Auf dem Platz vor dem Geschäft (in Göteborgs Design- und In-Viertel) sitzen die Menschen in der Sonne und essen zu Mittag. Auch die Foodtrucks, die dort "Korv", also Würstchen mit Spezial-Toppings oder Aisa Food verkaufen, haben geöffnet. Es riecht köstlich! Niemand scheint hier besondere Vorsicht walten zu lassen, geschweige denn einen Mindestabstand einzuhalten. Ich möchte mich auch zu gerne in die warme Sonne setzen, einen Kaffee geniessen und so tun, als geben es Corona nicht. Aber meine Vernunft sagt mir, daß ich den Kaffee auch ganz risikolos auf unserer Veranda haben kann und so mache ich mich wieder auf den Heimweg.

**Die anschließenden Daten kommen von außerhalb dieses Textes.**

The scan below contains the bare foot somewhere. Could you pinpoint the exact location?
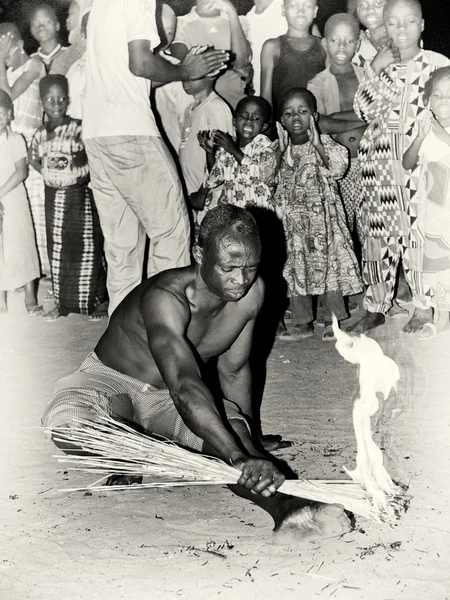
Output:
[259,434,292,452]
[104,475,142,486]
[402,308,433,333]
[274,503,352,542]
[346,311,386,333]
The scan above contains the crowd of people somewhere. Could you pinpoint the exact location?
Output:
[0,0,450,537]
[0,0,450,340]
[0,0,450,340]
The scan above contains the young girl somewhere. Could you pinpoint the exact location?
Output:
[261,0,326,119]
[0,90,44,316]
[194,96,277,214]
[350,0,450,333]
[348,0,388,67]
[275,88,362,341]
[0,23,50,275]
[30,75,107,321]
[403,66,450,339]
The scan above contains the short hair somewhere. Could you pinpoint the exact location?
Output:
[383,0,422,17]
[0,23,22,40]
[39,75,69,98]
[280,88,317,112]
[324,13,359,39]
[0,90,14,119]
[347,0,358,19]
[423,67,450,104]
[27,2,59,25]
[197,204,261,250]
[234,96,272,123]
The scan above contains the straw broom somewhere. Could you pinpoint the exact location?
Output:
[51,414,402,522]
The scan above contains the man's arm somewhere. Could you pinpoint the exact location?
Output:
[142,289,284,496]
[217,0,251,69]
[128,40,228,83]
[261,39,280,106]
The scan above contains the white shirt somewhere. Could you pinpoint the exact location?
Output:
[245,0,287,96]
[83,0,160,139]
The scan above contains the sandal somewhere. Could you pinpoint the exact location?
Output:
[322,325,336,342]
[44,306,66,321]
[278,325,314,342]
[26,304,44,317]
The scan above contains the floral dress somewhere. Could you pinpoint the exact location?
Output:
[275,135,362,298]
[203,133,277,208]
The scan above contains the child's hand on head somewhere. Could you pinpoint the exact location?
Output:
[212,129,238,154]
[197,130,214,154]
[276,121,289,154]
[308,115,321,148]
[370,40,402,75]
[0,31,13,63]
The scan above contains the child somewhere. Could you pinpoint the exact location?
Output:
[403,66,450,339]
[261,0,326,119]
[30,75,107,321]
[179,72,233,203]
[0,90,44,316]
[350,0,450,333]
[308,13,365,240]
[30,2,66,73]
[275,88,362,341]
[0,23,50,275]
[199,96,277,216]
[348,0,388,67]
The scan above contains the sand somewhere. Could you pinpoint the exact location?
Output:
[0,294,450,600]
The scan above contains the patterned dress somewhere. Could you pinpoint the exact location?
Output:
[31,117,107,315]
[6,58,50,275]
[203,133,277,209]
[275,135,362,298]
[354,50,450,314]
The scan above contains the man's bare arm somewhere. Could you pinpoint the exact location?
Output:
[128,40,228,83]
[142,289,284,496]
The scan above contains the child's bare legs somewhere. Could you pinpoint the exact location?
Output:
[278,296,314,341]
[25,279,38,310]
[0,290,8,315]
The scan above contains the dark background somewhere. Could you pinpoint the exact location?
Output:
[0,0,450,56]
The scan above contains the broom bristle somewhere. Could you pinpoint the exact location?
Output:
[51,414,402,521]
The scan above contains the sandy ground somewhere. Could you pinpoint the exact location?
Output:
[0,286,450,600]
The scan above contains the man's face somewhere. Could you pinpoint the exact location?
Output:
[200,236,261,302]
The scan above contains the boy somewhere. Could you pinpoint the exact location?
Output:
[261,0,326,116]
[171,0,251,109]
[179,72,233,203]
[198,96,277,209]
[308,13,365,238]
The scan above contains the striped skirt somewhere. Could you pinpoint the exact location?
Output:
[45,185,108,315]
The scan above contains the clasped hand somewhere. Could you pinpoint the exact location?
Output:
[235,457,285,497]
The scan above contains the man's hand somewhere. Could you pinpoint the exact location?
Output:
[197,130,214,154]
[235,457,285,497]
[0,31,13,64]
[370,40,402,75]
[182,46,229,80]
[308,115,322,148]
[276,121,289,154]
[212,129,239,154]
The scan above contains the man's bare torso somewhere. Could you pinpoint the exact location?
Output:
[95,266,263,388]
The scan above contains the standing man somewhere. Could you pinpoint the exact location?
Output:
[83,0,228,314]
[245,0,287,96]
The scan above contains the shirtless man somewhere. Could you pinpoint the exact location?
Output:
[43,205,350,539]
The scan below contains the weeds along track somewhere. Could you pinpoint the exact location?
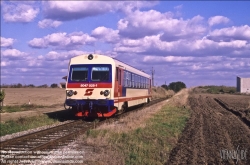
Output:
[214,98,250,128]
[0,98,167,164]
[166,94,250,165]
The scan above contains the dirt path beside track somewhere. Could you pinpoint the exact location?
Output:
[166,94,250,165]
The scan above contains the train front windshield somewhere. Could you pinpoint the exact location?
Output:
[69,64,111,82]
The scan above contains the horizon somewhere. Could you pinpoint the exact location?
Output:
[1,0,250,87]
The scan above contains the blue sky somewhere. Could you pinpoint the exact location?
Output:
[1,1,250,87]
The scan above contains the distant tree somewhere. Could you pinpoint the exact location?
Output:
[50,83,58,88]
[0,89,5,102]
[38,84,48,88]
[168,81,186,92]
[27,84,35,88]
[16,83,23,88]
[161,84,168,90]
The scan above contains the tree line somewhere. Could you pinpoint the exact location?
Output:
[0,83,59,88]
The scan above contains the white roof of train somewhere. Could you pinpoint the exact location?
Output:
[70,54,150,78]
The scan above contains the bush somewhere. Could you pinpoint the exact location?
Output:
[0,89,5,102]
[168,81,186,92]
[161,84,168,90]
[50,83,58,88]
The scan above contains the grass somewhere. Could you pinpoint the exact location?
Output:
[85,106,190,165]
[0,115,59,136]
[1,104,53,113]
[199,85,236,94]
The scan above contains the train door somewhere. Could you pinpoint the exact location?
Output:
[114,67,123,107]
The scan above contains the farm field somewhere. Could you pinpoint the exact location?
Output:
[166,93,250,165]
[3,88,66,106]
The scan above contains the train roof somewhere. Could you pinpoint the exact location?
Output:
[70,54,151,78]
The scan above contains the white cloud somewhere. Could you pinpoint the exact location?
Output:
[43,1,156,21]
[208,16,230,26]
[38,19,62,29]
[207,25,250,41]
[29,32,96,49]
[91,26,119,43]
[3,3,39,22]
[117,10,207,41]
[1,49,28,58]
[1,37,15,47]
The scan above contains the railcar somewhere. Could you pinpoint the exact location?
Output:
[65,54,152,117]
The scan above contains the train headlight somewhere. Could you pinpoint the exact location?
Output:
[88,54,94,60]
[103,90,109,97]
[67,90,74,97]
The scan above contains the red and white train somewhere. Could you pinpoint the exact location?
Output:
[65,54,152,117]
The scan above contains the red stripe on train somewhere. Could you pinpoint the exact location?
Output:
[114,95,152,103]
[67,83,112,88]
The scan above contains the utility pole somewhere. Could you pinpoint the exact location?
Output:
[151,67,155,86]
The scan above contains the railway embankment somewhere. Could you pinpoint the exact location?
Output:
[53,89,190,164]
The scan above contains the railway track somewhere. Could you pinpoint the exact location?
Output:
[0,98,167,164]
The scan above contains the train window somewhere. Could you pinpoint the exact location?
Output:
[116,68,118,81]
[128,73,131,87]
[118,69,122,85]
[131,73,134,87]
[140,76,142,88]
[123,71,128,87]
[142,77,145,88]
[91,67,109,81]
[71,66,88,81]
[135,75,138,88]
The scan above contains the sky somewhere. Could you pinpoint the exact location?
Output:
[0,0,250,87]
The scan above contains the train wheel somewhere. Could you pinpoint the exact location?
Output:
[64,103,72,110]
[121,102,128,113]
[147,98,150,104]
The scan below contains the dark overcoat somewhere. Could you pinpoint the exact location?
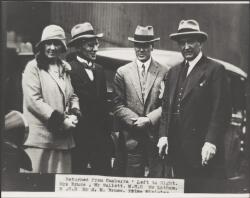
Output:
[159,56,231,175]
[70,59,112,153]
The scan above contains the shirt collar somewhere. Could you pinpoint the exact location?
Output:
[136,57,152,72]
[188,51,202,67]
[76,56,93,67]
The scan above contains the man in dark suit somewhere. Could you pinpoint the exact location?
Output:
[114,26,167,177]
[158,19,231,178]
[68,22,112,175]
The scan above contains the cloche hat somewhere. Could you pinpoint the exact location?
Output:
[36,25,67,51]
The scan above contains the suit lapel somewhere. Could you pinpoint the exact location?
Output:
[129,61,143,104]
[182,56,206,100]
[48,70,66,98]
[144,59,159,102]
[93,63,101,96]
[169,65,182,106]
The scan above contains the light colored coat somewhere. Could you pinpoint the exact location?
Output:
[22,59,79,150]
[114,59,168,145]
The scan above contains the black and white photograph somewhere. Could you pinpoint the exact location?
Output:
[0,1,250,198]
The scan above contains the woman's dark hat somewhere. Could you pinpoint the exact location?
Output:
[169,19,208,42]
[68,22,103,46]
[128,25,160,43]
[36,25,67,51]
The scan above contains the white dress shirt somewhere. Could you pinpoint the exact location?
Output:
[76,56,94,81]
[136,57,152,76]
[187,52,202,76]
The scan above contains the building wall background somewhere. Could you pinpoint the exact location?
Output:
[50,2,250,71]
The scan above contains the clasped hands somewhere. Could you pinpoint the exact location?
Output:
[131,117,151,129]
[63,115,78,130]
[157,137,216,166]
[63,108,82,130]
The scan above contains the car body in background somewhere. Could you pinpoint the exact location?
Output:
[97,48,248,179]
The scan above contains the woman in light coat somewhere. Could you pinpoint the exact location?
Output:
[22,25,80,173]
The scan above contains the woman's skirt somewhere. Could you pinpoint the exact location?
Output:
[20,147,71,173]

Erst zu Hause am Rechner fällt mir das Plakat im Hintergrund meines Fotos auf. "Seife + Wasser, so schaffen wir die Klimakrise spät", steht darauf geschrieben. Klimakrise? Ich suchte nach Hinweisen im Netz. Tatsächlich hängt dieses Plakat noch nicht sehr lange am Baugerüst an der Magasinsgatan. Es ist Teil einer Plakat-Aktion, die seit ein paar Tagen offenbar die Eindämmungsmaßnahmen der schwedischen Regierung gegen Corona verballhornt - oder besser gesagt die "NICHT-Maßnahmen". Ein anderes Plakat fordert: "Alle Macht (Anders) Tegnell unserem Staats-Epidemiologen", ebenfalls kombiniert mit dem Aufruf zum Hände waschen. Wer dahinter steckt, ist unbekannt. Es zeigt jedenfalls, daß offenbar auch manche Schweden nicht genau wissen, was sie von der Corona-Strategie ihrer Regierung halten sollen.